What does one do...
...with Not!Tuna in a packet?
I recently found, at Vegan's Choice, a frozen pack of "tuna". For some reason, I felt that I had to get it and find something to do with it.
I eventually settled on steaming it (I wish I'd taken a photo - it was a very weird oil covered pink frozen block to begin with) and then breaking it up into bite size bits, and making a pasta sauce with it.
And it was delicious! Not something I'd buy again on purpose, but something to keep in mind for future weird-meat-analogue food escapades...
Chilli Not!Tuna and Pea Pasta Sauce
Makes between 2 and 4 servings (depending upon how hungry/greedy you are)
- 3 cloves garlic, minced
- 2 teaspoons chilli flakes (or 1 fresh birds eye chilli, minced)
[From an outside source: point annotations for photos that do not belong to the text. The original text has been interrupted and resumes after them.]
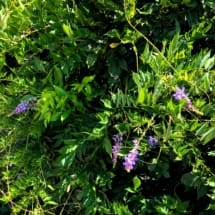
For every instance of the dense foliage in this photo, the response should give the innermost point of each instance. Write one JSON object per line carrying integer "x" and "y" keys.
{"x": 107, "y": 107}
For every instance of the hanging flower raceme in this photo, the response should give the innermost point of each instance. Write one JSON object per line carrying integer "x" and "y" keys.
{"x": 131, "y": 158}
{"x": 118, "y": 142}
{"x": 152, "y": 141}
{"x": 26, "y": 105}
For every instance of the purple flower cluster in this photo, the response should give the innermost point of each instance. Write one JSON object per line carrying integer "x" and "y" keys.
{"x": 152, "y": 141}
{"x": 118, "y": 141}
{"x": 181, "y": 94}
{"x": 26, "y": 105}
{"x": 131, "y": 158}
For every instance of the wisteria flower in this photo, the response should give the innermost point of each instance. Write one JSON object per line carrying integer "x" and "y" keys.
{"x": 26, "y": 105}
{"x": 152, "y": 141}
{"x": 131, "y": 158}
{"x": 118, "y": 142}
{"x": 180, "y": 94}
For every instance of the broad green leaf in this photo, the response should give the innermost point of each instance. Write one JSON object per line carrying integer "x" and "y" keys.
{"x": 211, "y": 181}
{"x": 209, "y": 135}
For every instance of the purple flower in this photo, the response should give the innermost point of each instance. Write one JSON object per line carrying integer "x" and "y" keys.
{"x": 131, "y": 158}
{"x": 152, "y": 141}
{"x": 25, "y": 105}
{"x": 22, "y": 107}
{"x": 118, "y": 142}
{"x": 180, "y": 94}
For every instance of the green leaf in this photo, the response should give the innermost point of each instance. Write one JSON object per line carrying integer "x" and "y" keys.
{"x": 211, "y": 181}
{"x": 189, "y": 179}
{"x": 107, "y": 146}
{"x": 141, "y": 96}
{"x": 208, "y": 136}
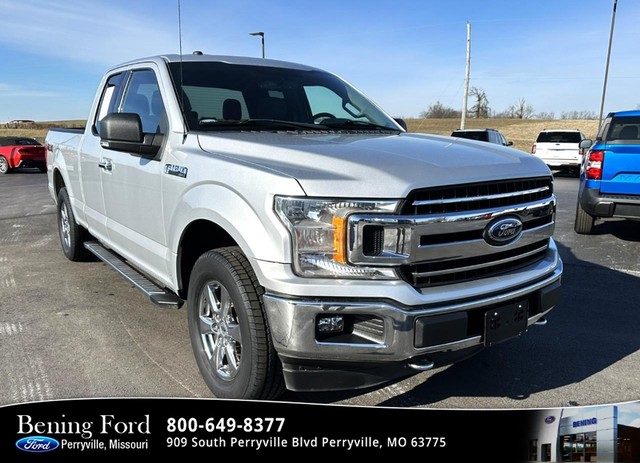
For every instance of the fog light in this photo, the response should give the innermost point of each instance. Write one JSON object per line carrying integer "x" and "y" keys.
{"x": 330, "y": 324}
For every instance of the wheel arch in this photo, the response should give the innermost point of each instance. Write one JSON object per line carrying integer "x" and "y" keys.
{"x": 198, "y": 237}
- 1 packet Not!Tuna (or about 1 and 1/2 cups of meat analogue of choice), steamed and broken into bite size pieces
- 2 tablespoons tomato paste
- 1 can crushed tomatoes
- 1 cup frozen peas
- 1 to 2 tablespoons vegan Worcestershire sauce
- 1 to 2 tablespoons Braggs
- juice of one lemon
- 1/2 cup flat leaf parsley, roughly chopped
- olive oil
Heat the olive oil in a frying pan over a medium heat, and fry the garlic and chilli flakes until fragrant. Add the Not!Tuna and toss to coat with the garlic and chilli. Mix in the tomato paste, and deglaze with the lemon juice, vegan Worcestershire sauce and Braggs. Mix together well.
Pour in the crushed tomatoes, and about half a can's worth of water. Combine, and leave to simmer over a medium low heat for about 15 minutes.
Put on your pasta of choice to cook. I used wholemeal spaghetti for this, and it was a lovely combination.
Add the peas, and simmer for another 10 to 15 minutes.
Take off the heat and stir through the parsley.
Drain pasta and place on plate. Spoon as much (or as little) sauce on top of the pasta as you want.
Optional: Sprinkle with some nutritional yeast and lemon zest before serving.